A quelques jours du grand départ, la pression monte : « Il faut rester détendu, après tout, c’est une course comme les autres ». Pour réussir, il faut avoir conscience « qu’on ne court pas l’UTMB pour les autres, il faut rester concentré, être organisé et rigoureux ».
De son côté Sébastien Chaigneau lui met à profit l’expérience emmagasinée sur les 10 éditions auxquelles il a déjà participé. Bien dormir, récupérer avant la course, se faire un programme et s’y tenir, limiter au maximum les imprévus. Voilà les secrets de la réussite sur l’UTMB selon lui. Ses deux plus beaux souvenirs sur la course ? « Le fait d’attendre kaburaki sur la ligne d’arrivée en 2009 et d’avoir fait 150 km avec Iker (Karrera), Kilian (Jornet) et Miguel (Heras) en 2011, là on a vraiment fait une sortie de groupe entre copains ».
Le trail, un sport simple
Finalement Sébastien voit le trail comme quelque chose de simple et l’avenir de la discipline lui importe beaucoup. « Il faut être présent actuellement, pour essayer de préserver l’identité initiale de la pratique afin de conserver au maximum l’essence même du trail ».
Il faut dire que depuis le début des années 2000, il a eu tout le loisir de voir son sport évoluer, et malheureusement pas toujours de manière positive : « En ajoutant du matériel, des obligations, des règles, on complique les choses et c’est dommage. C’est bien de vouloir mettre des barrières et des repères, maintenant il ne faut pas que cela se fasse à n’importe quel prix ».
Il est vrai que la pratique du trail se démocratise et c’est plutôt une bonne chose selon lui : « Que les gens fassent de l’ultra, du trail, de la course nature, des Mud Day ou des choses comme ça, ce n’est pas très important, le principal c’est que les gens se bougent ». Pour beaucoup, le sport est aussi devenu un moyen de reconnaissance sociale.

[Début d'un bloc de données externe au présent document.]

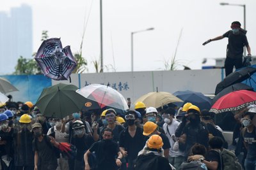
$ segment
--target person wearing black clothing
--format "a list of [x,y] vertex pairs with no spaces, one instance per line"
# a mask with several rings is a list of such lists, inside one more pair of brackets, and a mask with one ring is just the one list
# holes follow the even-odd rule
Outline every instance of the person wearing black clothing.
[[33,151],[33,134],[30,131],[29,115],[24,114],[19,120],[20,125],[13,131],[14,164],[15,170],[34,169],[34,152]]
[[35,170],[56,170],[58,167],[57,157],[54,146],[58,148],[56,143],[49,136],[42,134],[42,127],[40,123],[32,125],[34,134],[33,148],[35,151]]
[[0,114],[0,158],[2,170],[14,169],[12,146],[13,129],[8,126],[8,118],[4,113]]
[[[201,122],[200,115],[200,111],[197,106],[192,105],[189,108],[187,118],[189,120],[189,122],[186,125],[184,124],[184,127],[182,131],[182,134],[184,135],[186,139],[185,159],[189,156],[191,148],[196,143],[203,145],[208,148],[209,132],[205,125]],[[175,135],[177,135],[176,133]],[[180,137],[179,135],[176,136]]]
[[91,147],[94,140],[91,135],[85,132],[84,125],[81,120],[73,123],[73,134],[71,137],[71,144],[76,146],[77,152],[75,159],[69,159],[70,170],[84,169],[83,155]]
[[146,146],[135,160],[135,170],[170,170],[172,167],[164,157],[162,138],[157,134],[149,138]]
[[212,41],[228,38],[228,44],[227,46],[227,58],[225,61],[225,69],[226,76],[232,73],[234,66],[236,69],[243,67],[243,53],[244,46],[247,49],[248,55],[251,55],[251,48],[246,36],[246,31],[241,28],[241,24],[238,21],[233,22],[231,24],[231,29],[222,36],[218,36],[213,39],[210,39],[205,41],[203,45]]
[[36,122],[40,123],[42,125],[43,129],[43,134],[47,134],[49,129],[52,127],[50,123],[46,121],[46,118],[43,115],[39,113],[36,115]]
[[147,123],[143,125],[143,135],[147,136],[148,138],[146,138],[146,139],[148,139],[154,134],[157,134],[161,138],[164,143],[163,146],[164,155],[164,157],[168,159],[169,157],[169,150],[171,148],[169,139],[164,133],[161,133],[158,131],[158,127],[156,124],[152,122],[147,122]]
[[100,140],[103,138],[103,132],[106,128],[111,129],[113,131],[113,140],[115,142],[119,142],[119,136],[121,132],[124,129],[124,126],[118,125],[116,123],[116,112],[113,109],[108,109],[106,112],[105,118],[108,121],[108,125],[103,128],[100,132]]
[[134,160],[137,158],[138,153],[143,148],[145,138],[143,134],[143,129],[137,127],[135,120],[138,115],[134,111],[128,111],[125,117],[128,127],[120,134],[119,146],[124,157],[128,160],[128,170],[134,169]]
[[[118,145],[112,140],[112,130],[106,128],[103,131],[103,139],[93,144],[92,147],[84,153],[84,160],[85,170],[90,169],[88,157],[92,152],[96,155],[96,170],[116,170],[121,166],[122,155]],[[117,157],[116,157],[117,156]]]
[[211,150],[207,153],[205,158],[201,155],[195,155],[188,157],[189,160],[200,160],[209,170],[221,170],[220,152],[223,141],[220,137],[214,137],[209,141]]
[[[250,107],[251,106],[249,106]],[[253,117],[256,115],[256,105],[250,108],[242,118],[242,123],[245,127],[242,130],[243,139],[247,149],[246,158],[244,160],[246,170],[256,169],[256,127],[252,124]]]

Un phénomène amplifié par l’hyper connectivité, notamment grâce aux réseaux sociaux que Sébastien utilise très régulièrement. « Je trouve ça intéressant de pouvoir communiquer avec les gens un peu partout dans le monde. C’est moins personnel mais beaucoup plus efficace. Il appartient à chacun de poser ses propres limites. Certains veulent tout étaler, mais tout ça finira par s’équilibrer ».
Un regard lucide
Les marques souvent diabolisées ont elles aussi bien compris cet engouement et profitent inexorablement de la manne financière que génère l’activité, mais pas seulement : « Restons lucides, elles sont aussi là pour faire évoluer le matériel. C’est la même chose dans tous les sports. Les marques ne sont pas là uniquement pour s’en mettre plein les poches, elles contribuent à crédibiliser la pratique, notamment par l’évolution du matériel ».

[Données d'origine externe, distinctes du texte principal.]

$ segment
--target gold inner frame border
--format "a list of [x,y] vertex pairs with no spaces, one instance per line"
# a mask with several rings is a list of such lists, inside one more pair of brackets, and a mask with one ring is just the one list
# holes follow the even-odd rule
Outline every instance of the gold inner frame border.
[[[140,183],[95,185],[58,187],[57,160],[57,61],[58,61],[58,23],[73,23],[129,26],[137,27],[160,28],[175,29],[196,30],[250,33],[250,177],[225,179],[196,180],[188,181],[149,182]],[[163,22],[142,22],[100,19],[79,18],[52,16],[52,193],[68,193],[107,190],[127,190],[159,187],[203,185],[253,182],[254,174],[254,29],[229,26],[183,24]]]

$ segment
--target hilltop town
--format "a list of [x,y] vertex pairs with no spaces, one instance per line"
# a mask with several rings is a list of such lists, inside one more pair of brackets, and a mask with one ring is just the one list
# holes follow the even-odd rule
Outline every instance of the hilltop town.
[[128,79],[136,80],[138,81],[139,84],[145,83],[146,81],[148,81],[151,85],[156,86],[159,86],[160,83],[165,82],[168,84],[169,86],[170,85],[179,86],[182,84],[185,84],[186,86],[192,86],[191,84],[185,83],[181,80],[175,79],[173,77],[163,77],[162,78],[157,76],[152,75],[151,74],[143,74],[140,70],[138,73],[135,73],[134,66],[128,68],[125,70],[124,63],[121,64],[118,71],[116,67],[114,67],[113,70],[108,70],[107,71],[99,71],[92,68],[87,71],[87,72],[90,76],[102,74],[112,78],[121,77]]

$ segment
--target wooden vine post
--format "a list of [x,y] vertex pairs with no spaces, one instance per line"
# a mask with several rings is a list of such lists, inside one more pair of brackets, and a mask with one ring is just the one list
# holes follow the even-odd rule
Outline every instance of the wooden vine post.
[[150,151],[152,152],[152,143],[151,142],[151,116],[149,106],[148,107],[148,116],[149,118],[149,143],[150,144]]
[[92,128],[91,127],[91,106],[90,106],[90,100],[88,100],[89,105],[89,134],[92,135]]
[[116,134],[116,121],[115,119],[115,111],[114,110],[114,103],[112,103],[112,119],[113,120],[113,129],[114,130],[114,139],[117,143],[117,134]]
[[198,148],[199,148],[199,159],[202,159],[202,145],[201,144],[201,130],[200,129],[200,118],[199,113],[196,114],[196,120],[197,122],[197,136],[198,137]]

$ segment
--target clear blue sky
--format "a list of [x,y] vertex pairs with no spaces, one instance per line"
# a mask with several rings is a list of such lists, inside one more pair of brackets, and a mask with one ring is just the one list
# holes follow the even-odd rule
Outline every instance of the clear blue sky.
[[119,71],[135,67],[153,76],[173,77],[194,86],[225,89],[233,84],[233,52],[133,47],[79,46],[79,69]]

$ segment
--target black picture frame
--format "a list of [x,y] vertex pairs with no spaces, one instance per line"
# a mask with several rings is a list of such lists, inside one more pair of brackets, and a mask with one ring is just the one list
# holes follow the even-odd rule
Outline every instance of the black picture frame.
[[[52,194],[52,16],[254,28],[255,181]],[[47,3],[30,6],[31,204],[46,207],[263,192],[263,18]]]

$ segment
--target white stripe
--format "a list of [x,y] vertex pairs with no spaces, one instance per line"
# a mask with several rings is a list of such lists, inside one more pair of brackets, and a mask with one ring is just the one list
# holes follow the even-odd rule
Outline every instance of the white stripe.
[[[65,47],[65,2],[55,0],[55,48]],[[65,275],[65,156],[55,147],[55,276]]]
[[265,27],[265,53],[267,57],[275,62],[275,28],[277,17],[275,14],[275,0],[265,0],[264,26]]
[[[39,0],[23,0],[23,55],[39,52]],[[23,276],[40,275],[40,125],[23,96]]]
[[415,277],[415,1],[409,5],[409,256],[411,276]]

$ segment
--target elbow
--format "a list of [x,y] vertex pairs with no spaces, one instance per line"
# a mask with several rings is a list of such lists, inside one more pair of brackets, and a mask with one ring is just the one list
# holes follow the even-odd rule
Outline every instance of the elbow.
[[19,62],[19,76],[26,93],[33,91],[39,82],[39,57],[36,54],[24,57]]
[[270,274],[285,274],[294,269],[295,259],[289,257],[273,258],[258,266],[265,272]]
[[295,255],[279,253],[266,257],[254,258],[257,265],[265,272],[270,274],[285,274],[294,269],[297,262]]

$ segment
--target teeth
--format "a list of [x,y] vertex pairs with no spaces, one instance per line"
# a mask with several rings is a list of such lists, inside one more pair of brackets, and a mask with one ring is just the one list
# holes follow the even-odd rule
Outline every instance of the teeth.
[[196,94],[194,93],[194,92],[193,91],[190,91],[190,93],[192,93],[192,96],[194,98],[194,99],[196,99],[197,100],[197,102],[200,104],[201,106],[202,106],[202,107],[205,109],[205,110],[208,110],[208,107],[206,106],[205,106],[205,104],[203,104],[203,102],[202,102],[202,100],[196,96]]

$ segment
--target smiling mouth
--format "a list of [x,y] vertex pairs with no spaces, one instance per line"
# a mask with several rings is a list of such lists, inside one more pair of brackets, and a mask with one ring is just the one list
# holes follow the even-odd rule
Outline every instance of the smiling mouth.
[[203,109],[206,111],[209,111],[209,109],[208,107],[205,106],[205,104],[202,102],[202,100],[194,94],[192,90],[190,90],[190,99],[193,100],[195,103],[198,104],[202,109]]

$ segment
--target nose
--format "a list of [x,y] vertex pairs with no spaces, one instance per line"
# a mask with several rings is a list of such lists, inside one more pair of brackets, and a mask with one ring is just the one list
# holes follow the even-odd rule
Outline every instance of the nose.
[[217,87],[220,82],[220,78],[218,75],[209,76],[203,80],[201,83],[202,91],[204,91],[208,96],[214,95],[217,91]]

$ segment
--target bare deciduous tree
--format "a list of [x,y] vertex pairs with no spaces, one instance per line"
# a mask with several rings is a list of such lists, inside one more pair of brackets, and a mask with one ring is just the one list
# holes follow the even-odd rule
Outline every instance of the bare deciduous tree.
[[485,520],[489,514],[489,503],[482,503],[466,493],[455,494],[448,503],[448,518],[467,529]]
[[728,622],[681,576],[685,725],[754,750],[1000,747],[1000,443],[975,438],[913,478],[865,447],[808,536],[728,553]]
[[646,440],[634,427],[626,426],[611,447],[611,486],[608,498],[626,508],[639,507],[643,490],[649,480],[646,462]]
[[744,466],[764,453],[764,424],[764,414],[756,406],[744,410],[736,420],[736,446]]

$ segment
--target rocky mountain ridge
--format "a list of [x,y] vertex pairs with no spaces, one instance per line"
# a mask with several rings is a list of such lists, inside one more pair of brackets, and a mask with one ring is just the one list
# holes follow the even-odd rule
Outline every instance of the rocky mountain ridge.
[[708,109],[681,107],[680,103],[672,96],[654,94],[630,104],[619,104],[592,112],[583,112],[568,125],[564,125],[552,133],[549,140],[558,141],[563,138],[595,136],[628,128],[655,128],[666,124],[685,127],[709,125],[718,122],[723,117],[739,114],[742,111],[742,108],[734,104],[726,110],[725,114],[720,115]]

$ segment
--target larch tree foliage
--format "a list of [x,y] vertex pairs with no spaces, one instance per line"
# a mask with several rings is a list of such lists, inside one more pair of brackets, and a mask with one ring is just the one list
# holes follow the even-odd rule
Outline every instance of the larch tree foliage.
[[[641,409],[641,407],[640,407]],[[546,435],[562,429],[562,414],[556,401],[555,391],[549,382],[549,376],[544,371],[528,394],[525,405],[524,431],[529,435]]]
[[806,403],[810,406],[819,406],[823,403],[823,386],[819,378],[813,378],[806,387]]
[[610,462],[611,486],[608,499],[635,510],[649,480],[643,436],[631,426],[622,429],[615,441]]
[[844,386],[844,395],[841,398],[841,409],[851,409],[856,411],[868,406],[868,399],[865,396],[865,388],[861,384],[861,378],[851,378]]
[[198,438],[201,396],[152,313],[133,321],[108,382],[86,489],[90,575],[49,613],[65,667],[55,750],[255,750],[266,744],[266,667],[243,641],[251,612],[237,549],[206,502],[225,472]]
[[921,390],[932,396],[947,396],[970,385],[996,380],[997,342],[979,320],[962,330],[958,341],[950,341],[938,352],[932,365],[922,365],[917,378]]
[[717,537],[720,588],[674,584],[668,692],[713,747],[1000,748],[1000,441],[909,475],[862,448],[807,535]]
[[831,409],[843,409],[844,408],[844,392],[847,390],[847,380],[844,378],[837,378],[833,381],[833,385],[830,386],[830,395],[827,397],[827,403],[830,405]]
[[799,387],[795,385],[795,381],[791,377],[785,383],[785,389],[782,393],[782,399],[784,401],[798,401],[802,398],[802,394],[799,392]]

Quant au fameux esprit trail tant défendu par certain, il apparaît plus important de le défendre par son comportement que par des belles paroles distillées à qui veut bien les entendre. « L’esprit trail c’est aller courir avec ses amis dans la colline, s’arrêter aider un coureur durant une course. Malheureusement toutes ces choses simples se perdent, l’esprit de compétition a trop souvent pris le dessus », conclut-il l’air un peu désabusé.